With consumers increasingly looking for brands that resonate with themselves, Redbud Brands stresses how authenticity simply can’t be manufactured; instead, it takes “an entrepreneur’s core vision and story, and build complimentary teams” for them, according to operating partner Ferrari.

For example, Ferrari said: “When we created Picadas with Hugo Martinez because he felt, as a Mexican student at Stanford’s MBA program, all his classmates were enjoying better-for-you alcoholic beverages but none of them spoke to him and his Mexican peers. So we created the brand based on Mexican street art with a Mexican design firm, used a Mexican manufacturer to build the product, hired an all-Mexican team and subsequently launched the product in Mexico.” The initial success has helped the product attract major U.S. distributors and celebrities.

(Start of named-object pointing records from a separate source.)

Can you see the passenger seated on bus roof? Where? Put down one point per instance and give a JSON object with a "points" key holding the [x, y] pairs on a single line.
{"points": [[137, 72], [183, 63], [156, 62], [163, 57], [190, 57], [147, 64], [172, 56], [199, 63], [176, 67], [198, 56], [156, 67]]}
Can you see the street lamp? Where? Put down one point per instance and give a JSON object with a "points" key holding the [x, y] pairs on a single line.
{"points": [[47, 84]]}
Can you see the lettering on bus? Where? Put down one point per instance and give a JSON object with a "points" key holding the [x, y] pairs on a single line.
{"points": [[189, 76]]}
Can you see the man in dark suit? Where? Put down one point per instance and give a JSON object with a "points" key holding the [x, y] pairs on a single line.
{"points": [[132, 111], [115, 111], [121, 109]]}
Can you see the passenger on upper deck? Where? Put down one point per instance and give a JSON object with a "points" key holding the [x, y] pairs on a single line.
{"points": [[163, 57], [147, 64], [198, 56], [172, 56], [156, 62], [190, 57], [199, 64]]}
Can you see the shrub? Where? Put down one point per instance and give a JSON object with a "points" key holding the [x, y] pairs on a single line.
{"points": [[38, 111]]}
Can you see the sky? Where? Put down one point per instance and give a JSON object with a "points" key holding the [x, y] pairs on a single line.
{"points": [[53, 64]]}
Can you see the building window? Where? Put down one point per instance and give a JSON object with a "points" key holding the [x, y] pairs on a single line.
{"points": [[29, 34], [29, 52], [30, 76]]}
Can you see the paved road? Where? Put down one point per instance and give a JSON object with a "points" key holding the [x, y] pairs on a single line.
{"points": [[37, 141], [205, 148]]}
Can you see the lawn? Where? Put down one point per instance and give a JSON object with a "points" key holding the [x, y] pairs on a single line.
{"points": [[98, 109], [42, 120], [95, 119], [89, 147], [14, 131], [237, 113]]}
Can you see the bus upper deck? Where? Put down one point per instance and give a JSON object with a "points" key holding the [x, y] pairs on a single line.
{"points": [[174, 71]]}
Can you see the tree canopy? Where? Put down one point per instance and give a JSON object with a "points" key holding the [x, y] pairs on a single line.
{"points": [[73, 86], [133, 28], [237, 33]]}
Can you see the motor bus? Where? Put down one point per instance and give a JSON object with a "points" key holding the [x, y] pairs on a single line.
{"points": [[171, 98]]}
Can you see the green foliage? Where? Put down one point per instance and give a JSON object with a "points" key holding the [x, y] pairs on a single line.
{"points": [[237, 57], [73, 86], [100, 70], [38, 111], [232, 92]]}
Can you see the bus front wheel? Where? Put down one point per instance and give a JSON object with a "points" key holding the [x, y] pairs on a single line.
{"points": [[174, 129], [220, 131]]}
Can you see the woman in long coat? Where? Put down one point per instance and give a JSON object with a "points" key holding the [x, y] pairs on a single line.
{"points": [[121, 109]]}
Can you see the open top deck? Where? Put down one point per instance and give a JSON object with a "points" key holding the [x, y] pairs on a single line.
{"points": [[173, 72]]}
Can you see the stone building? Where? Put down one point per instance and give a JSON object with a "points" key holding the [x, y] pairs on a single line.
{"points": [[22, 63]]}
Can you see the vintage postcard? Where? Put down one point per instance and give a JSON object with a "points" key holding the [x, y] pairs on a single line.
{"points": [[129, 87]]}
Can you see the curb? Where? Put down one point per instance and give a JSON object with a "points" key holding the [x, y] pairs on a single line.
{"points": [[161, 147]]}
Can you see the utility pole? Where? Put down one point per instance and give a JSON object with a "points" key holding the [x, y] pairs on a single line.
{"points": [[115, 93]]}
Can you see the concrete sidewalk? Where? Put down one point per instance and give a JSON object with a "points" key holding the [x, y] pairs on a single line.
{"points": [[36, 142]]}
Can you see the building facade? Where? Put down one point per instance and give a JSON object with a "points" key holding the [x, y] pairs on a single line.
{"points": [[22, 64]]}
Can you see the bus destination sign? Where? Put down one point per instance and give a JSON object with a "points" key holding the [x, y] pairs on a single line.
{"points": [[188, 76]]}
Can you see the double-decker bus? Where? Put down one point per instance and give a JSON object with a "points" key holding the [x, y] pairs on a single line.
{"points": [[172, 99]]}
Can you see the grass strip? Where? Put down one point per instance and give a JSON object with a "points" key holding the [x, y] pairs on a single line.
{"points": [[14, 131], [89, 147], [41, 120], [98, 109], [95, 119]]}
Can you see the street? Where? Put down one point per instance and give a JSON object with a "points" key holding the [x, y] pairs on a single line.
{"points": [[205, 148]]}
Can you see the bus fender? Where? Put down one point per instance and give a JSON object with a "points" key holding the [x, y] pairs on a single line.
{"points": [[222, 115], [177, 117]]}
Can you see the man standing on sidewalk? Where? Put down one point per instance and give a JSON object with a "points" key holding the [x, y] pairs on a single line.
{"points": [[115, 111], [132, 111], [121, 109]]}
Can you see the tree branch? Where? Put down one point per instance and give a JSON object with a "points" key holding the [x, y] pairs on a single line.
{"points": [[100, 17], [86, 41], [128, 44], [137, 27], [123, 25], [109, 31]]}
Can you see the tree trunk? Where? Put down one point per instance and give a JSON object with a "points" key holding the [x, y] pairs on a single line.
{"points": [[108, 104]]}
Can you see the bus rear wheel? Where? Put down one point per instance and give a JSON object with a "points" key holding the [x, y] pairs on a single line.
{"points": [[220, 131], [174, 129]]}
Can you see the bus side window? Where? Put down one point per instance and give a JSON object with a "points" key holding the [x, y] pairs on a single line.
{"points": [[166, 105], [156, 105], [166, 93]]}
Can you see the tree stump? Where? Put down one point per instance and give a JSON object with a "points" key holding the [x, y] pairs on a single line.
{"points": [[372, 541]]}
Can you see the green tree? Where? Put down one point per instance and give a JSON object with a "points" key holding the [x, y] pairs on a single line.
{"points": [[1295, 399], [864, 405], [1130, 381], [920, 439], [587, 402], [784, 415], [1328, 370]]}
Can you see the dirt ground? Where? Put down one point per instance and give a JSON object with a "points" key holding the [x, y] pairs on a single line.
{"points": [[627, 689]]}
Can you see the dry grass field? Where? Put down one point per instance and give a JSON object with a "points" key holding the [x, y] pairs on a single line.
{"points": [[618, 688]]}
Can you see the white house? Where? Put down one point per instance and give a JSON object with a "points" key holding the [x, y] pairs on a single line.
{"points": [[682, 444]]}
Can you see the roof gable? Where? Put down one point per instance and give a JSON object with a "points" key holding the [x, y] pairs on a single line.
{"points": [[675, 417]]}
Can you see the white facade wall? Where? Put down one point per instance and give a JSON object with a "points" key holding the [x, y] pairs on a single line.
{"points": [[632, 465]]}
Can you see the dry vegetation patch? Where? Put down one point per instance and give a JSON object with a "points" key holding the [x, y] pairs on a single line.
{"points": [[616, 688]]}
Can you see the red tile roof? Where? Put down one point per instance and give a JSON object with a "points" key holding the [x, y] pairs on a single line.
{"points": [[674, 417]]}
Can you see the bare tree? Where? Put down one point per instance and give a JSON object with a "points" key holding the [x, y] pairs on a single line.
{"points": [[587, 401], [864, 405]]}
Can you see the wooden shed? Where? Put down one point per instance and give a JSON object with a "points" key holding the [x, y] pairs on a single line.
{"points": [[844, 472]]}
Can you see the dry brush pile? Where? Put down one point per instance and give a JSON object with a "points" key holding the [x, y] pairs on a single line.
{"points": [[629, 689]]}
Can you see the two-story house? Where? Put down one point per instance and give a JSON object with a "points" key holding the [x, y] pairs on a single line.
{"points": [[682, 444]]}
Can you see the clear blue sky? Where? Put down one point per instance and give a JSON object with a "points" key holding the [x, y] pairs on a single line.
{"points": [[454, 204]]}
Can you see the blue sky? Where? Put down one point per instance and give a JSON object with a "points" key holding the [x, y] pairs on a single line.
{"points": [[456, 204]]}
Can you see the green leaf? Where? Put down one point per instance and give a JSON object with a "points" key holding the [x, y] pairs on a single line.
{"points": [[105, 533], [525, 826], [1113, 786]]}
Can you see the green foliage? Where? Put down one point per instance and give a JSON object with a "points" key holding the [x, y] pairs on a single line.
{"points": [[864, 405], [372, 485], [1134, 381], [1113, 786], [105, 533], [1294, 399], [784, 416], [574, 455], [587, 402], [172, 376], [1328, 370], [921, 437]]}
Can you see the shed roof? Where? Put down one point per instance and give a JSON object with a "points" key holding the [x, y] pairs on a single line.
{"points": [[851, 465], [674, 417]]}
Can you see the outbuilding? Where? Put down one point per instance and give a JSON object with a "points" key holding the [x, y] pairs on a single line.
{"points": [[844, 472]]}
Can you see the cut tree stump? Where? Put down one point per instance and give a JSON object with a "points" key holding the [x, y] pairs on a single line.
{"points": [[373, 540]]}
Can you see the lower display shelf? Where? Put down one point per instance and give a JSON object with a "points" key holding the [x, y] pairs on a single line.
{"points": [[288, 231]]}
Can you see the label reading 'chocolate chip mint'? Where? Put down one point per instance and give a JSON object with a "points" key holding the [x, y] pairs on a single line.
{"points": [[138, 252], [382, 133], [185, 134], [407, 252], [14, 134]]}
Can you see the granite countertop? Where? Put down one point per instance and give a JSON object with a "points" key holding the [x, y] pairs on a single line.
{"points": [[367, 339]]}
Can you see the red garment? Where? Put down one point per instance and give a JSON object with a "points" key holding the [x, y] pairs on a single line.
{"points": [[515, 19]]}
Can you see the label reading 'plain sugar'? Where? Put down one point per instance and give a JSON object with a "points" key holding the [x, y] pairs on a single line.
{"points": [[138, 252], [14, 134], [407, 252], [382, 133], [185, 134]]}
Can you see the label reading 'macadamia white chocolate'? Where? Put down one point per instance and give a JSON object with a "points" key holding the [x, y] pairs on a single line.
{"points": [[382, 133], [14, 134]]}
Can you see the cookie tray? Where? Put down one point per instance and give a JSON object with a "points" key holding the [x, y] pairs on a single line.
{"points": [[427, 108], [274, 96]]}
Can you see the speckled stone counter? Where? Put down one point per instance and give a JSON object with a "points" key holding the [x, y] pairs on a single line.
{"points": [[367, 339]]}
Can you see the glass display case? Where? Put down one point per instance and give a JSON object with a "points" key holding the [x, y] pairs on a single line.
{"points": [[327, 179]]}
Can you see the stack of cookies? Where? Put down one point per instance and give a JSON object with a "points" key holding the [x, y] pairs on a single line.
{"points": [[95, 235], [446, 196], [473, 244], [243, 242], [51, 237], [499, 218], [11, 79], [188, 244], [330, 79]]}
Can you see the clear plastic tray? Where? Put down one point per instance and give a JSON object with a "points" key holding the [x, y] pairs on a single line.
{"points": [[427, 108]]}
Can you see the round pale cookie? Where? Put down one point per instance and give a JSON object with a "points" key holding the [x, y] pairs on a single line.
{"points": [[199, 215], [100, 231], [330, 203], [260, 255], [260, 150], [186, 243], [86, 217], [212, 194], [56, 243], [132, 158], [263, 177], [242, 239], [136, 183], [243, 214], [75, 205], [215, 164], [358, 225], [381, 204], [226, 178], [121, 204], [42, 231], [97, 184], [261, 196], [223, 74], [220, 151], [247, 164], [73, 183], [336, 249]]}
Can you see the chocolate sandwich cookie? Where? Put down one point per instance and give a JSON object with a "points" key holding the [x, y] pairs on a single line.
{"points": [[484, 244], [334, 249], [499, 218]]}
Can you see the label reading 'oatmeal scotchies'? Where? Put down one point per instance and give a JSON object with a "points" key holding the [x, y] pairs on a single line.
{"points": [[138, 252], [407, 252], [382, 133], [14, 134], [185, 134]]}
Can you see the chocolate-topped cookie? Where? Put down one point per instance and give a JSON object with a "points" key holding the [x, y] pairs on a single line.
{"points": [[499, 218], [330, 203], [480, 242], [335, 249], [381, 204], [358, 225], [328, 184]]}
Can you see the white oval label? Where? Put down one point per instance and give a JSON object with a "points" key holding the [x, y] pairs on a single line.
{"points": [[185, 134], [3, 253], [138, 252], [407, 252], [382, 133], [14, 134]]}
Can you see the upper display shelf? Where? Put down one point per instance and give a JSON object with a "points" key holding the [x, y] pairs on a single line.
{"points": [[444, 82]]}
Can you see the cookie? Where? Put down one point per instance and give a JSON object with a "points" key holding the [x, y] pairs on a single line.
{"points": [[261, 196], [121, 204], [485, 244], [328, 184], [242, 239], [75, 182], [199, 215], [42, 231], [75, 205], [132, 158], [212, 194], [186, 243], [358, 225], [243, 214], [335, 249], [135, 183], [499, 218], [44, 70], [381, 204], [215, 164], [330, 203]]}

The Beginning Of A 20-Plus Year Cycle

Looking ahead, Goldberg expects the venture studio model to play a prominent role in the consumer venture and private equity ecosystem partially thanks to its reduced susceptibility to market volatility and the growing demand for better-for-you, sustainable consumer products.

We operate our model to ensure there are very low burn rates on brands during the early years: since we fund the seed stage of our businesses, we don’t have extreme sensitivities to external investor appetite changes,” Goldberg explained. “Notably, consumer investing also performs very well in counter cyclical environments which we would welcome. If there were a slowdown, we would likely have better access to talents, manufacturing and vendor capacity and less new brand competition.”

Goldberg mentioned how Redbud Brands is currently working on a new healthy snacks made from a regenerative dairy farm, and the team hopes to slowly incorporate these new ideas into people’s consumption habits and eventually make them mainstream.

For the near term, he added: “We expect the market for consumer brands, especially in the wellness space to remain very strong… we think wellness and anti-aging, better-for-you food and beverage, and sustainability are going through a 20-plus year supercycle that is just starting.”